Nous observons un léger déficit en azote organique résultant d'un excédent de calcium, lequel est ajouté à la boue lors de la déshydratation mécanique ; l’obtention d’un produit satisfaisant nécessite en effet l’adjonction de chaux à un taux élevé.

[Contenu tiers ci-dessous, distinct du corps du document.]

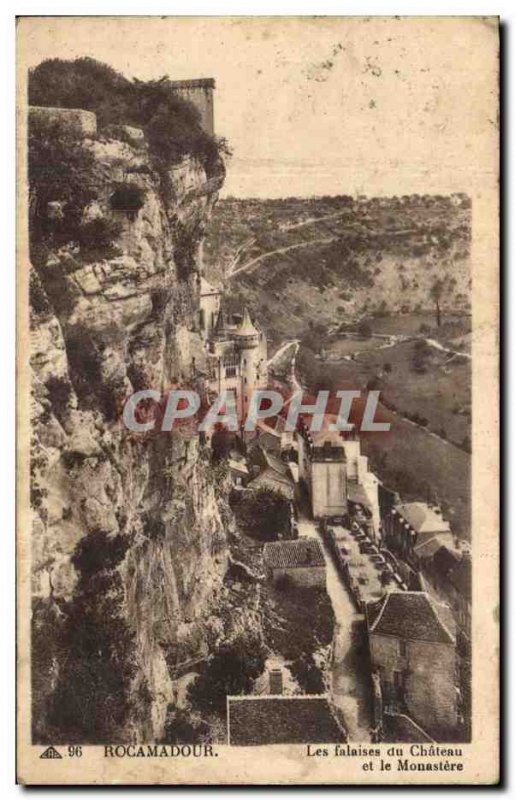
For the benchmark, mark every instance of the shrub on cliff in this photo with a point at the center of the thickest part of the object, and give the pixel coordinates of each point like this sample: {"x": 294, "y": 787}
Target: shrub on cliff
{"x": 263, "y": 514}
{"x": 60, "y": 169}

Un projet de déshydratation mécanique par centrifugation des boues digérées, en remplacement du filtre sous vide actuellement utilisé, devrait améliorer ces résultats.
L'installation est équipée de façon à enrichir la boue en éléments fertilisants selon sa destination ; ainsi des silos, avec dispositif d’injection de produits azotés, phosphorés ou riches en potassium, permettent-ils d’enrichir la boue à la demande, au niveau des mélangeurs placés en amont du tambour sécheur.
Les granulés sont livrables soit en vrac, soit en sacs de polyéthylène de 25, 33 ou 50 kg.
Leur épandage s’effectue avec les machines agricoles utilisées habituellement pour fumer les sols avec des produits secs.
Leur stockage ne pose pas de problèmes.
CONCLUSION
Lorsque l'installation fonctionnera à sa capacité nominale, les recettes procurées par la vente des granulés, auxquelles il convient d’ajouter l’économie réalisée par la suppression de la mise en décharge des boues, permettront d’équilibrer les frais d’exploitation et d’amortir progressivement les dépenses d’investissement.
L'installation de valorisation des boues de la station d’épuration de La Rochelle permet donc de supprimer la nuisance, tout en assurant une gestion équilibrée par la vente du produit fertilisant, ce qui constitue une solution satisfaisante.
De plus, cette installation allie l’économie à l’efficacité en utilisant des écorces comme source d’énergie, en éliminant du même coup une nuisance supplémentaire.
La preuve est ainsi faite que la valorisation des boues par voie thermique peut être viable.